Journal of Heredity 16(12): 463-464
PRODUCTION OF TRIPLOID AND TETRAPLOID PLANTS
Carnegie Institution of Washington
TRUE triploid plants are now known in Oenothera, Morus, Canna, Datura, Solarium, and other genera; while tetraploids have been found in Oenothera, Primula, Solarium, Datura, etc. The chief characteristic of true triploids is a partial or total sterility; the triploid cannas, for instance, never (or rarely) producing seeds; and the triploid mulberries being seedless and parthenocarpic.
The characteristic of the tetraploids is the possession of much larger cells; amounting in spherical unvacuolated cells, such as pollen-mother-cells, to twice the volume of those of the diploid, and in vacuolated cells to even more.
The production of a triploid apparently originates with the doubling of the chromosome number in one of the gametes. This doubling is in many cases certainly due to a temporary chill, resulting in non-reduction or non-division during the maturation divisions of pollen-mother-cells, or megaspore-mother-cells (or to non-division in the somatic mitoses which give rise to the sub-epidermal tissue of a branch). The case was well exemplified in a field of Stizolobium (Mucuna) in Florida, where a temporary cold wave, in which however the freezing temperature was not reached, caused abundant production of 2n pollen-grains (and probably of 2n egg-cells also).

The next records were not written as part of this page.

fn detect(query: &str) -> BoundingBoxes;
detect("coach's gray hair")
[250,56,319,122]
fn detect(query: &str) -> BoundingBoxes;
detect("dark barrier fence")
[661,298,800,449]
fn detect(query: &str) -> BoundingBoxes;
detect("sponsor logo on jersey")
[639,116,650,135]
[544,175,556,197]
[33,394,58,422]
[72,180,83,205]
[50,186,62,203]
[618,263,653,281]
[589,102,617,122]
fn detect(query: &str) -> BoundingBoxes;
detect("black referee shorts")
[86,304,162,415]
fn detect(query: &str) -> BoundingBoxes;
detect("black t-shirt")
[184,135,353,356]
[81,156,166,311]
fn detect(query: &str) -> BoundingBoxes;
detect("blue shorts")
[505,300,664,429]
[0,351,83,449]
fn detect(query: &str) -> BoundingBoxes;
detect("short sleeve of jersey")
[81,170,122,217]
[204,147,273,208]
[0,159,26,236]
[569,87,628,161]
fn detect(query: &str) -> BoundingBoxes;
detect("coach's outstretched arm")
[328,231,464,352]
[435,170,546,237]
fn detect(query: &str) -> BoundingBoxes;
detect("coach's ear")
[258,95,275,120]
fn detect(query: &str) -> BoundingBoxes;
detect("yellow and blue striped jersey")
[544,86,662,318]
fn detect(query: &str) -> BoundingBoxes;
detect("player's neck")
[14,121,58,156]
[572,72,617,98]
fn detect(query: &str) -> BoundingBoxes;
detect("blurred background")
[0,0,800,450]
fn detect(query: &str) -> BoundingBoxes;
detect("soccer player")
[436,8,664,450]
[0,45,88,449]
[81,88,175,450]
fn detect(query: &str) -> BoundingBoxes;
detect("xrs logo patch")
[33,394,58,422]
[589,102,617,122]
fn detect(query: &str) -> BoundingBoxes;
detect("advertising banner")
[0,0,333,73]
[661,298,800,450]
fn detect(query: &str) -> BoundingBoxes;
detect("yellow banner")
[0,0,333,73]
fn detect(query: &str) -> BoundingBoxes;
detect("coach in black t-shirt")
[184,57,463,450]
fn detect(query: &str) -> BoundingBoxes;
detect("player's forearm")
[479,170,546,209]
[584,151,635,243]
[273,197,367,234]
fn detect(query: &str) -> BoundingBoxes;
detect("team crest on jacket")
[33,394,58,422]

The same phenomenon has been studied with the microscope in Uvularia (Journal of Genetics, 1925), and also in Datura, after chill in a greenhouse. From triploid plants which have originated in this manner, tetraploids can usually be produced by selfing, as in Oenothera. If tetraploids are of spontaneous occurrence, as in Datura, triploids can readily be obtained by crossing them with pollen of diploids.

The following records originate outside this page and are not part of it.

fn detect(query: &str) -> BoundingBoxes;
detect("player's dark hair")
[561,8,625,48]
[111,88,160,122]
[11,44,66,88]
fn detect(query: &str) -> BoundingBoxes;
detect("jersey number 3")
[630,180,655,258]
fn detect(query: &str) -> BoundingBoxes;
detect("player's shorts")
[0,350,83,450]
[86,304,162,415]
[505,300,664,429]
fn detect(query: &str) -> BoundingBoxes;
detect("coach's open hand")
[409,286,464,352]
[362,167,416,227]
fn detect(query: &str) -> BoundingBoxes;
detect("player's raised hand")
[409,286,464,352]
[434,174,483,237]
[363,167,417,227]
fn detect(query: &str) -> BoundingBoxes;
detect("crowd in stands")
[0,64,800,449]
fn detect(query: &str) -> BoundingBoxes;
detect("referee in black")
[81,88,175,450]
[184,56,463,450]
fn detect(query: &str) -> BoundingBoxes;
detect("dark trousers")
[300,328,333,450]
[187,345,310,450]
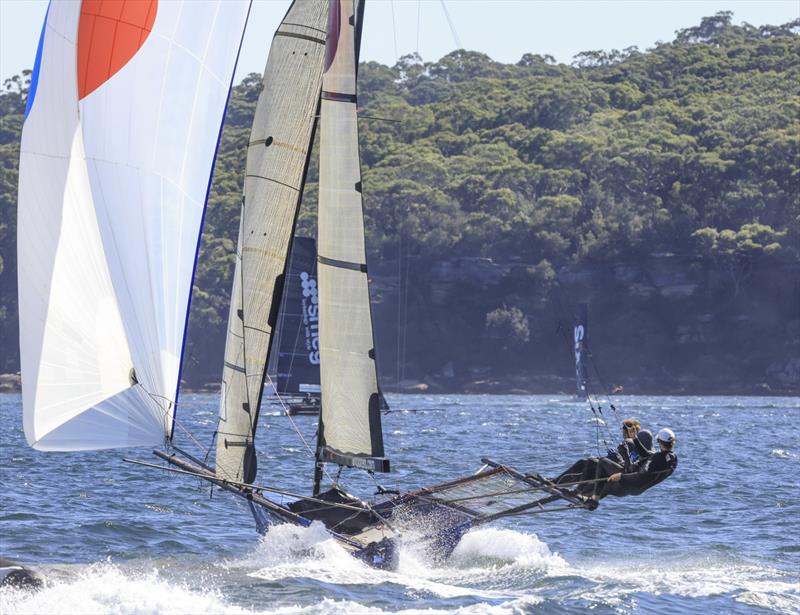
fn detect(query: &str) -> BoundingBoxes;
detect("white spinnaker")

Triploid plants are already of commercial value for their flowers in the case of a few cannas. The advantage here consists in the dropping of their young seed-vessels, which set no seeds, and so do not prevent other trusses of flowers from appearing on the same stalk. Even the unremitting removal of all old stalks will not prevent, in many of the ordinary diploid cannas, the production of unripe seeds, to the consequent detriment of the prolonged flowering of the plant. In the triploid mulberries, of which many clones are grown in Japan, no seeds usually appear, although ripe fruits are formed. The production of seedless fruit is sometimes a desideratum.
|Pollen-mother-cell of triploid hyacinth, King of the Blues. This cell had divided into 11 and 13 at the first division, and again into 11 + 11 and 13 + 13 at the second division. The three sizes of chromosomes are obvious. The triploid number was 24 chromosomes, made up of 6 small, 6 medium, and 12 large. (Magnified 2,000 times.)||Late first prophase of pollen-mother-cell of the triploid hyacinth, King of the Blues. This cell shows eight trivalents, 2 small, 2 medium, and 4 large. Two of the large (on the right) seem larger than the other two. (Magnified about 2,000 times.)|
The examples point to the desirability of the artificial production, by the action of temporary cold on the young flower-buds, of many other triploids, both in plants with ornamental flowers and in fruit trees. Triploids of most garden flower plants which are propagated as clones, and which have a prolonged flowering period, such as cannas and dahlias, would be of horticultural value. In cases of trees or shrubs, where seeds are undesirable, such as the Para rubber, for instance (and where the absence of seeds can not be readily procured by making species crosses), triploid plants would he valuable. Even in fruit trees, triploids would he desirable, if parthenocarpy occurred; and the seedless triploid mulberries of Japan might well be paralleled by seedless triploid apples, plums, peaches, mangoes, avocadoes, cherimoyas, etc.
In fact the systematic production of triploidy, by chilling the young flower-buds, presents for the future the pleasing prospect of a method which will probably in time enable the horticulturist to remove the seeds from a number of the temperate, and especially from the tropical fruit trees. There is indeed some reason to think that it is the tropical plants (and several of our fruits and vegetables are essentially tropical plants) which are most readily affected by temporary chills in the desired manner.
With regard to tetraploidy, it offers a method (as yet quite unused) for the horticulturist to employ in increasing the size of the plant cells. This may be of prime importance in fiber plants as cotton, or flax, and perhaps in certain timber trees. But, with the increase in the size of the cells, the size of several plant organs is also increased. The production of larger flowers and of larger fruits is an important aim of horticulture. This will probably be facilitated by the use of tetraploidy; and its employment is not, as is that of triploidy, confined to plants propagated asexually, for tetraploids usually set a fair number of seeds. Hence tetraploidy may in the future he applied to perhaps all the chief fruits of the temperate and tropical regions, with fair prospects of success. Stems, such as those of the sugarcane, may he increased in size by this method, and perhaps the increased size of the cells may facilitate the extraction of the juice. In fact, artificial tetraploidy seems to have before it a wide field in the improvement of the chief economic plants. The method is simple, and the principal material requirement is artificial ice, which is procurable now throughout the civilized world.